Learning
Look above at that perfectly segmented and appointed little lunch tray. Do you have any doubt that the tater tots are protected from accidental mingling with the nuggets? Would a leaking milk container ruin the entire meal? No. That's the importance of segmentation and its a strategy you can use in your networks to protect against ransomware and other malicious actors.
Segmentation prevents lateral movement of network traffic. If you are still running a flat network with single VLANs designed around physical barriers or geographic markers, then now is the time to adjust your thinking and segment your network traffic.
Imagine, if you will, a safer and more efficient local network that springs up solely from you keeping your milk and tater tots in separate compartments. Segmentation allows the network administrator to specify different constraints, permissions, filtering, quality of service, and priorities for each segment. It allows a masterful conductor to weave together an environment, however transparent to the user, that is more controlled, auditable, and where traffic from one segment may or may not be allowed on another segment.
How does it work in real life? What if we created a VLAN that was solely for administrative computers in the building? We could set rules that prevent any student-designated device or BYOD from accessing (or knowing the existence of) the administrative machine. If a ransomware attack started from a student device, there is a good chance that the spread of such an attack would be contained to the student segment. It works in the opposite direction too. If an administrator had the infection, it would be contained and instruction could continue in the classrooms.
Your Guest WIFI network may already be utilizing these concepts. Guests are isolated on a network segment with no access other than to the Internet and perhaps a DMZ webserver. Now apply that concept across the school building and think of what you could accomplish.
Here are some suggested segmentation ideas:
- Administrator devices
- Teacher devices (further segment by grade/subject)
- Student devices (further segment by grade/hall)
- IT devices
- Security devices including cameras & panic systems
- HVAC, fire, kitchen, and plant operations
- Experimental (Alexa, IOT, Robots, rouge BYOD)
In the grand scheme of things, most of the devices on your network don't need to see/talk to each other... they only need to access servers, printers, and the Internet. So why allow them to access more than they need? Does a student device need to be able to perform a port scan on your security cameras? Does a teacher need to be able to print to every printer in the building or just the one in their grade level? Do student computers need to access the projectors in other halls or grade levels?
There are more tools and configurations that have to be done to make this kind of network work so seamlessly. However, it is possible. Your floating users can switch VLANs as easily as they switch APs. A student device that moves to another classroom can suddenly see new printers, a new projector, and a shared resource, but loses access to those devices he had in the last class.

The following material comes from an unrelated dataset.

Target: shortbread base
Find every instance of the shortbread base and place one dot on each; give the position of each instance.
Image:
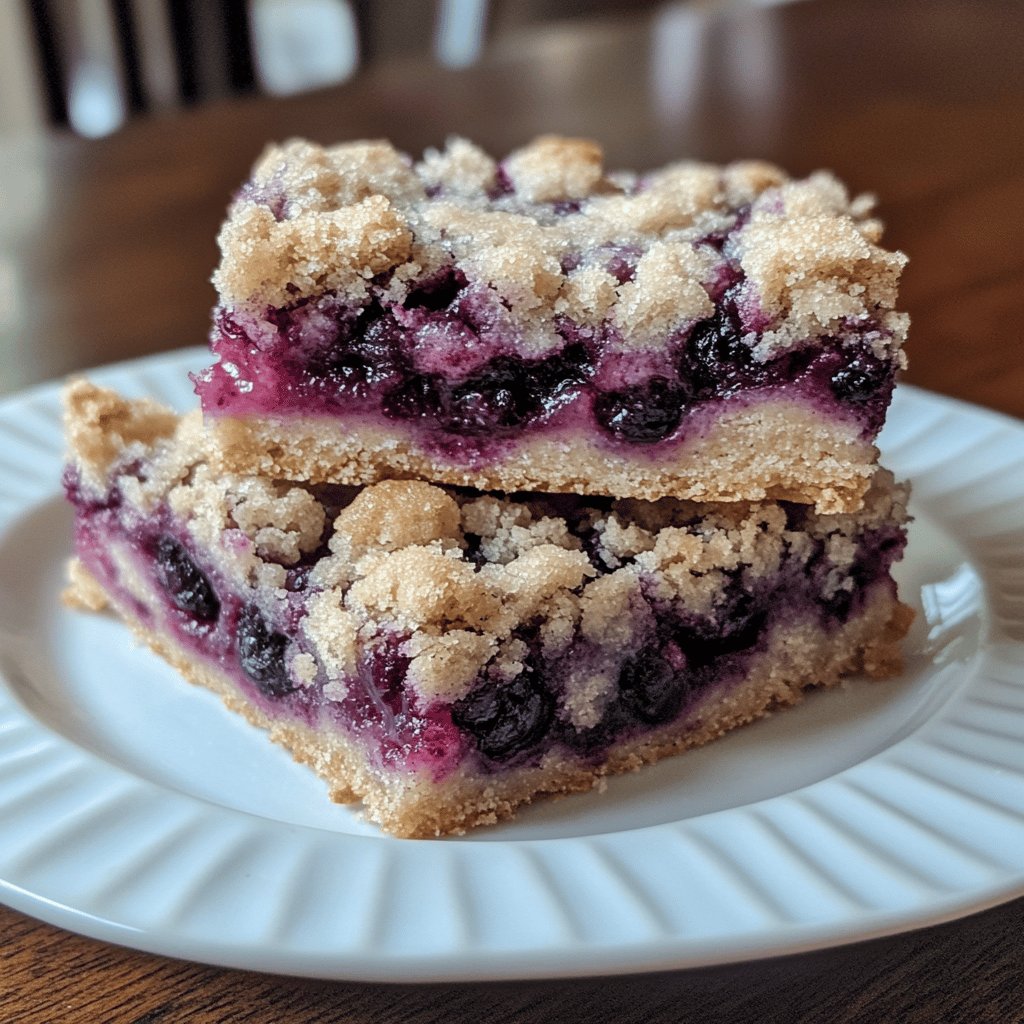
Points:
(770, 451)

Segmentation increases efficiency and logic in the network. It's not the easiest thing to accomplish but the benefits far outweigh the initial struggle. For malicious attacks, you may just stop ransomware in its tracks and only have to recover from a small outbreak instead of a large catastrophe. Most of your school operations can continue while you recover those affected.
If your goal is security, start easy. Segment your servers from your end points and reduce the traffic flow to only those protocols and ports that are required for operations. Segment critical laptops or devices as soon as you can. Each little step you make increases your security posture and makes you more capable of fighting.